A Publisher’s Take on the Go Set a Watchman mess

Go Set a Watchman marketing

Words by Charlotte Guest, Publishing Officer at UWA Publishing


I know what you’re thinking: the Go Set a Watchman imbroglio has been combed through with the same fastidiousness seen in an anxious parent looking for lice. Perhaps, but I think it’s worth continuing the conversation a little longer in order to assess what this case study tells us about the way marketing works. Set aside the murky ethics of how the manuscript came to be published in the first place, and consider the post-production fall out...

Go Set a Watchman is a literary artefact that was marketed as a book, and this is what caused great misunderstanding and offence. As dangerous as fixed definitions are, I would say that a literary artefact is something retrieved from the past and valuable for the way it contributes to a narrative of literary production. This is not to say that the work is not valuable in itself, but in the case of a literary artefact this value is overshadowed by its status as a prototype. The worth of such prototypes lies in the way they relate to later works or oeuvres by the same writer or artist. So, it follows that the recently announced republication of Tolkien’s first prose piece, a retelling of an epic Finnish poem, is exciting in the way it foreshadows Tolkien’s subsequent writing career. Other literary artefacts, and perhaps more recognisable as such, are the published notebooks of writers and artists (such as famous notebooks of rock legend Kurt Cobain and curator Betty Churcher).

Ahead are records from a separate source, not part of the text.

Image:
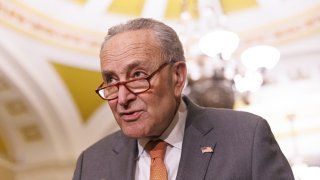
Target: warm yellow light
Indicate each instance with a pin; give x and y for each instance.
(219, 41)
(262, 56)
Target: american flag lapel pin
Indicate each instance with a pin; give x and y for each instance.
(206, 149)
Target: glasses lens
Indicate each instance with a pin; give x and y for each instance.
(138, 85)
(109, 92)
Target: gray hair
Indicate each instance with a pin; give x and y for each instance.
(169, 40)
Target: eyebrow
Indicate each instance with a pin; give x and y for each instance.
(129, 67)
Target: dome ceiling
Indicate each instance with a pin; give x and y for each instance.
(49, 68)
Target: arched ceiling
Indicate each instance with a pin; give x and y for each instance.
(49, 68)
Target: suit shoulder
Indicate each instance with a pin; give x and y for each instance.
(233, 118)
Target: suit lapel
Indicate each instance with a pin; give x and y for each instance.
(198, 133)
(124, 162)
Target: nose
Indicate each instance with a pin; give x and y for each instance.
(125, 96)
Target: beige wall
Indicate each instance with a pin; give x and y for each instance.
(6, 174)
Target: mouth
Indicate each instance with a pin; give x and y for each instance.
(130, 115)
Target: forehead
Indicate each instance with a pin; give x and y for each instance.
(138, 45)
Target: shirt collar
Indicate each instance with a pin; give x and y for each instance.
(173, 135)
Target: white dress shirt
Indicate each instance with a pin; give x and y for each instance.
(173, 135)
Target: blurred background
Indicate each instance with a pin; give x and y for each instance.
(261, 56)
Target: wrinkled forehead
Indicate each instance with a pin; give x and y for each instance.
(138, 44)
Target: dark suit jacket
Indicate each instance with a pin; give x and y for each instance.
(243, 145)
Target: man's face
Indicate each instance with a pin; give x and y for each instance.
(136, 54)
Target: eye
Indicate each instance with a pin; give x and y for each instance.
(110, 80)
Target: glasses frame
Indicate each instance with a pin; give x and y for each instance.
(148, 78)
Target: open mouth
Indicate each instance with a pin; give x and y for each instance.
(131, 116)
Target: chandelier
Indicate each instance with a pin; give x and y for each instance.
(216, 76)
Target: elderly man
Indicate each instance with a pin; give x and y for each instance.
(163, 134)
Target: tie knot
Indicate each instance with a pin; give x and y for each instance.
(156, 149)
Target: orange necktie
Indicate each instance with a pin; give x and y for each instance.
(157, 151)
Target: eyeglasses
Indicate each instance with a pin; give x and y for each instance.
(135, 86)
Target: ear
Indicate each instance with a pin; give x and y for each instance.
(180, 76)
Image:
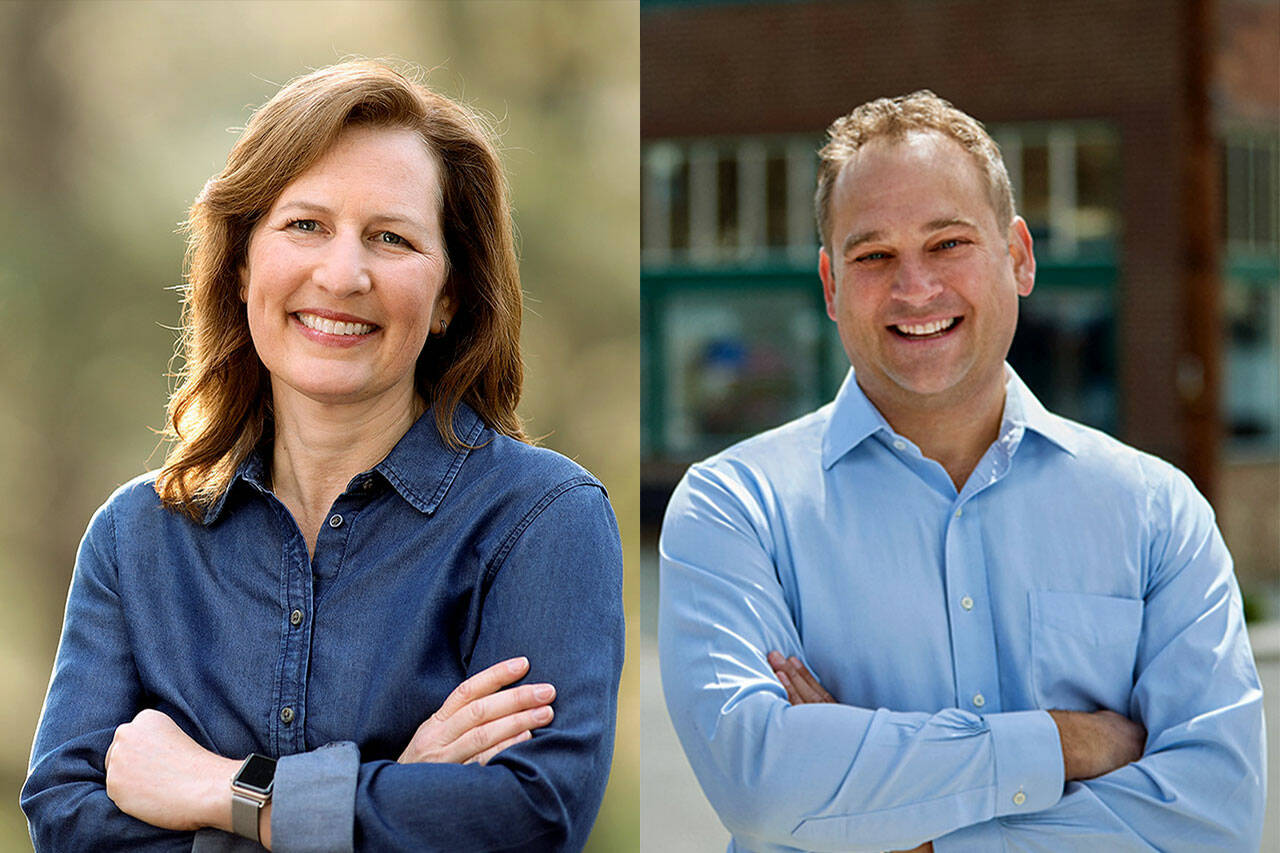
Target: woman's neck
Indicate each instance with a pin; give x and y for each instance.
(319, 447)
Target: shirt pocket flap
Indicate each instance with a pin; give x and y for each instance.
(1097, 620)
(1083, 649)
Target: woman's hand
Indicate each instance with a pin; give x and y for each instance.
(159, 775)
(480, 719)
(800, 684)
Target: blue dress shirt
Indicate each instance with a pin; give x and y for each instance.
(432, 566)
(1070, 571)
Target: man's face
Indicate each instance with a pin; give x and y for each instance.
(919, 277)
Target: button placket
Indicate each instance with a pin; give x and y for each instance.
(974, 662)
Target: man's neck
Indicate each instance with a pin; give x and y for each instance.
(952, 432)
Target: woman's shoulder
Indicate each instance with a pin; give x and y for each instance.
(133, 503)
(526, 468)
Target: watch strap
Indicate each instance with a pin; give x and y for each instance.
(245, 811)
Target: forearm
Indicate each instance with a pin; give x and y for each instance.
(837, 778)
(80, 816)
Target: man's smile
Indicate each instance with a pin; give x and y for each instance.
(926, 331)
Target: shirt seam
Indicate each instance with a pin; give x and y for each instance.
(547, 500)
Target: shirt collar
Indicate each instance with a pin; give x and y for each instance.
(420, 468)
(854, 418)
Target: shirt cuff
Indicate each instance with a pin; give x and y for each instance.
(314, 801)
(1028, 761)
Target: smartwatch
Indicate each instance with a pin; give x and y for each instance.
(251, 790)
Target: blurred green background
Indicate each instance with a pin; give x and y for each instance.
(113, 115)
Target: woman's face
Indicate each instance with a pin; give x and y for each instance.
(344, 274)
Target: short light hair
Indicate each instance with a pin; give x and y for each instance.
(894, 118)
(222, 406)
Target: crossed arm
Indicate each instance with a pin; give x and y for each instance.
(159, 775)
(1093, 743)
(538, 794)
(826, 776)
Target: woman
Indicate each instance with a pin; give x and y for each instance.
(351, 551)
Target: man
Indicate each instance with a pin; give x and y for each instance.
(1032, 630)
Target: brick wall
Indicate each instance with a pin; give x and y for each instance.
(759, 67)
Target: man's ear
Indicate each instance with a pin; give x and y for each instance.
(828, 281)
(1023, 256)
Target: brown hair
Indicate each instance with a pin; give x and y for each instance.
(894, 118)
(222, 405)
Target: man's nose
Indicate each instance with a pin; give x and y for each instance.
(915, 283)
(343, 267)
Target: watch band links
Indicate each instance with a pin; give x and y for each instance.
(245, 812)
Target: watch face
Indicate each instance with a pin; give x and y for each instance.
(257, 774)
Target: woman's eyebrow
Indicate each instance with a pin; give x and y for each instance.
(383, 215)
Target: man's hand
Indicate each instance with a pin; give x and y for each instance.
(159, 775)
(1098, 742)
(800, 684)
(480, 719)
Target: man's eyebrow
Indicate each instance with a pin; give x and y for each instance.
(858, 240)
(938, 224)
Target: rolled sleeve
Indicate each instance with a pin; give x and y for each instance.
(314, 804)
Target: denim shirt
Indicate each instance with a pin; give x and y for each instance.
(432, 566)
(1069, 571)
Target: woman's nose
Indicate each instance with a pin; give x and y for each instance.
(342, 268)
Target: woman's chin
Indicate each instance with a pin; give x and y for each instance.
(336, 391)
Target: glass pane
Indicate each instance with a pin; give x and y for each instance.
(1252, 398)
(1264, 178)
(1063, 350)
(680, 206)
(1034, 201)
(739, 361)
(726, 204)
(776, 200)
(1097, 177)
(1237, 190)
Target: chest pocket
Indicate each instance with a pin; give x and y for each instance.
(1083, 649)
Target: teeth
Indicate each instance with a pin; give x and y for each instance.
(928, 328)
(333, 327)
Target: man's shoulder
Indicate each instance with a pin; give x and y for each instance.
(1110, 463)
(776, 466)
(798, 442)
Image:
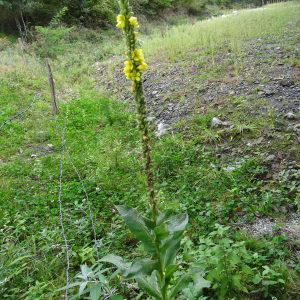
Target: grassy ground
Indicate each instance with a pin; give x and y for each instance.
(102, 143)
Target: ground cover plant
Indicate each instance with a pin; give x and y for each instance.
(228, 179)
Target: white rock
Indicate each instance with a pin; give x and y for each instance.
(216, 122)
(290, 115)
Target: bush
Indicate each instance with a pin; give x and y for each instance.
(4, 43)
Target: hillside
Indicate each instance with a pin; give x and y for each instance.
(223, 97)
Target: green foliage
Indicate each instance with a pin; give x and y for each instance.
(51, 42)
(234, 269)
(155, 275)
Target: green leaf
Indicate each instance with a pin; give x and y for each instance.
(149, 285)
(180, 285)
(178, 223)
(141, 267)
(117, 261)
(199, 282)
(170, 245)
(257, 279)
(138, 227)
(169, 249)
(95, 292)
(117, 297)
(170, 270)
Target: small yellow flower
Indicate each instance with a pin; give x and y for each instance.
(134, 22)
(138, 55)
(120, 21)
(128, 68)
(143, 67)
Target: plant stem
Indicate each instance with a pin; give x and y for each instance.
(145, 139)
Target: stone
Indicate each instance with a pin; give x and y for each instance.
(216, 122)
(290, 116)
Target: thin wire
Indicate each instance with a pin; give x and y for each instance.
(88, 205)
(18, 114)
(61, 218)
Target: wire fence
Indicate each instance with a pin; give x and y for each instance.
(19, 114)
(61, 214)
(90, 212)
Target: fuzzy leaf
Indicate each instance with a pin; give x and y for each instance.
(178, 223)
(117, 297)
(148, 285)
(141, 267)
(95, 292)
(138, 227)
(180, 285)
(117, 261)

As readers, we concede that there is a difference between a manuscript and a book. The former is the prototype of the latter. They are at once the same work and different works: they are the one piece at different stages along the timeline, and they are different pieces that, when set side-by-side, read differently, contain different words, and sometimes, as in the case of Watchman, entirely different stories.

This is where the unsuspecting reader has been caught off guard. Go Set a Watchman has been marketed as “a novel.” The title should have read, Go Set a Watchman: a draft. Packaging a product as "a new release" by Harper Lee places certain parameters around the work's reception and comprehension. Instead of sitting down to flick through an early draft of what would become To Kill a Mockingbird, which should have been met with a sense of curiosity and fascination, readers settled in with what they thought was a sequel to the treasured classic (cue the outcry). And whilst some reviews have opined the literary merit of the work, many have bitterly written it off as a failure. Yes, as a book it is a failure - that is why the editor advised Lee to rewrite the story and set it in Scout’s childhood – but as a literary artefact it is a gem. It is a historical document that illustrates the profound transformation that can occur during the writing, drafting and editing of a book.

Nothing could illustrate my point better than the move by US bookstore Brilliant Books to offer full refunds to customers who felt cheated. The bookseller wrote on their blog “we suggest you view this work as an academic insight rather than as a nice summer novel.” They compare Watchman to James Joyce’s Stephen Hero, an earlier draft of A Portrait of the Artist as a Young Man.

The Watchman case underscores how powerful marketing has become in shaping the way we comprehend products and the value judgements we make about them. It highlights how, in the book industry, effective marketing is often at odds with the complexity of the products it is trying to sell. How do you compress nuance? How do you sloganise ideas, sell a challenge? Where is the equilibrium between commercial and culturally valuable? For the adventurous marketer, addressing these questions is the best part of the job.